Debugging errors in Kubernetes on Azure: Network partition

How To

This is a micro-blog that is part of a series of posts regarding common errors that can occur when running Kubernetes on Azure.

Being the leader in running production stateful services using containers, Portworx have worked with customers running all kinds of apps in production. One of the most frequent errors we see from our customers are Failed Attach Volume and Failed Mount which can occur when using Azure Disk volumes with Kubernetes.

This post zooms in on errors that can happen when either a network partition or underlying hardware failure for a network interface card happens. In this case, the Kubernetes master can no longer assert the health of the node and the pod will be re-scheduled to another node which can result in Failed Attach Volume and Failed Mount warnings.

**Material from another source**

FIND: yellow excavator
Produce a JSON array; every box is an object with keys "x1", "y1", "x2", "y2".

Network partition on Kubernetes

Networks are notoriously unreliable and there are various failure modes that can affect the health of a cluster. The Split Brain situation is a major source of problems for distributed systems and happens when one part of the network becomes out of communication with another.

At a lower level – a network card failing at the hardware layer or an IP mis-configuration can lead to a one part of the network unable to communicate with another.

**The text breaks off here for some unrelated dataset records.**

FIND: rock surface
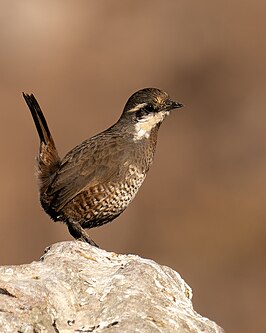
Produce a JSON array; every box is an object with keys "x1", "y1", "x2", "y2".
[{"x1": 0, "y1": 241, "x2": 224, "y2": 333}]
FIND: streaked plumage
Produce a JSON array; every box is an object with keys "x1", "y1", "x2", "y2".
[{"x1": 23, "y1": 88, "x2": 183, "y2": 246}]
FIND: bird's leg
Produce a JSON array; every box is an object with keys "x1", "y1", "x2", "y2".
[{"x1": 67, "y1": 219, "x2": 99, "y2": 247}]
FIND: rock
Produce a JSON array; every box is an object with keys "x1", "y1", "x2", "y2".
[{"x1": 0, "y1": 241, "x2": 224, "y2": 333}]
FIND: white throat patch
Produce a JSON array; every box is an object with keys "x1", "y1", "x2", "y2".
[{"x1": 133, "y1": 111, "x2": 169, "y2": 141}]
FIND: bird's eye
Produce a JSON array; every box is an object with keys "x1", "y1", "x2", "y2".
[
  {"x1": 135, "y1": 103, "x2": 155, "y2": 120},
  {"x1": 145, "y1": 104, "x2": 154, "y2": 112}
]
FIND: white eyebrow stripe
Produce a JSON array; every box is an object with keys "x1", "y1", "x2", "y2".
[{"x1": 127, "y1": 102, "x2": 147, "y2": 113}]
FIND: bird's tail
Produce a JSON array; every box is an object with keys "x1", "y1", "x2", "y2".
[{"x1": 22, "y1": 93, "x2": 60, "y2": 193}]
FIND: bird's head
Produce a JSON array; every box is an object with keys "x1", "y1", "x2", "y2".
[{"x1": 121, "y1": 88, "x2": 183, "y2": 141}]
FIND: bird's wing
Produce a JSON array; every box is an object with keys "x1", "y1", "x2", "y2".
[{"x1": 47, "y1": 135, "x2": 130, "y2": 211}]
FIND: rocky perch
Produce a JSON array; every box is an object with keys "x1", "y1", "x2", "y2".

The problem with network issues like this when using Azure disks on Kubernetes is that the disk is still attached to an otherwise healthy node but the Kubernetes master is unable to see the node and cannot know it is healthy. This will trigger a re-schedule event that will lead to another pod being scheduled to a healthy node. Now are are in the following situation:

An Azure disk volume that is already attached to a node is attempting to be attached to a second node and a single disk cannot be attached to two nodes at the same time

In our tests – we simulate a network failure by adding some evil firewall rules ($ iptables -A DROP) which leads to no traffic able to be sent or received to that node. When this happens, the kubelet is unable to communicate its status back to the Kubernetes master and is thus dropped from the cluster and all its pods are rescheduled to other hosts.

However, when attempting to attach the Azure Disk volume to this new, healthy node, as we have discussed, Azure views the volume as currently attached to the old node and we are essentially trying to attach to two nodes at the same time.

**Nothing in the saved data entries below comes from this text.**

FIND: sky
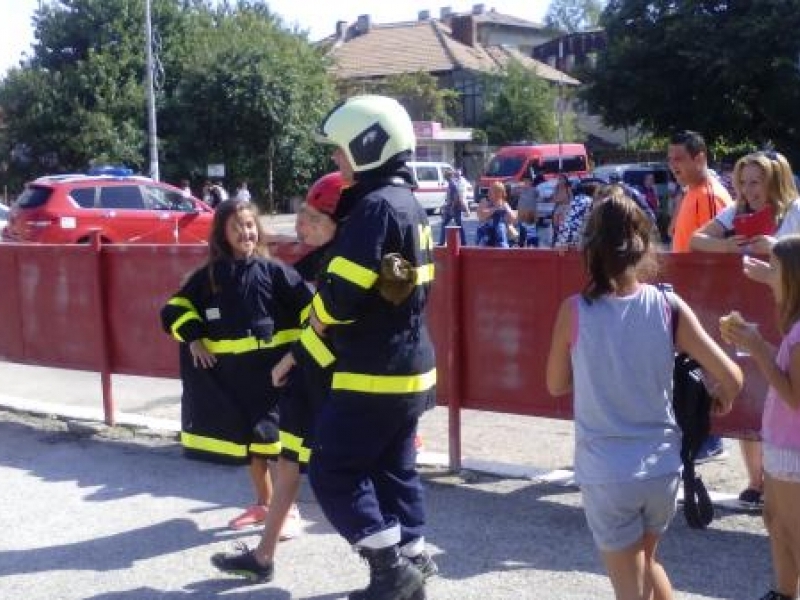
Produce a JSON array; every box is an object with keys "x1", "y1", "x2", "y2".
[{"x1": 0, "y1": 0, "x2": 552, "y2": 76}]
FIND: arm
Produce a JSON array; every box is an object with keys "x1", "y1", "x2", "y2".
[
  {"x1": 476, "y1": 198, "x2": 492, "y2": 223},
  {"x1": 312, "y1": 198, "x2": 385, "y2": 328},
  {"x1": 722, "y1": 321, "x2": 800, "y2": 409},
  {"x1": 546, "y1": 298, "x2": 574, "y2": 396},
  {"x1": 690, "y1": 218, "x2": 748, "y2": 253},
  {"x1": 675, "y1": 295, "x2": 743, "y2": 413}
]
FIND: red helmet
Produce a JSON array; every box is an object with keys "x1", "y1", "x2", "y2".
[{"x1": 305, "y1": 172, "x2": 345, "y2": 217}]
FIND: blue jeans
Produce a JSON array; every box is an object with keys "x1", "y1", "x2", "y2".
[{"x1": 439, "y1": 207, "x2": 466, "y2": 246}]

It’s important to know that Kubernetes will not force detach the Azure disk and so we get stalemate.

You can see how this happens in the following diagram:

azure network fail

A TLDR of the problem:

When an event occurs that requires a pod to rescheduled and the scheduler chooses a different node in the cluster, you will not be able to attach the Persistent Volume to a new host if Azure sees the volume already attached to a existing host

We see 90% of Azure issues using Kubernetes happen because of this issue. Because the Azure Disk volume is still attached to some other (potentially broken) host, it is unable to attach (and therefore mount) on the new host Kubernetes has scheduled the pod onto.

Error Output

When you see a network partition, you will see the following error output:

Warning FailedAttachVolume  Pod 111 Multi-Attach error for volume "pvc-d8269936-27f2-11e8-bbb9-0022480128db" 
Volume is already exclusively attached to one node and can't be attached to another

Warning FailedMount Pod 1   Unable to mount volumes for pod "mysql-app-1467715154-1jv5b_ready30killnetwork(fa38d4cb-27cb-11e8-8ccc-0022480745ca)": 
timeout expired waiting for volumes to attach/mount for pod "ready30killnetwork"/"mysql-app-1467715154-1jv5b". list of unattached/unmounted volumes=[mysql-vol-undefined]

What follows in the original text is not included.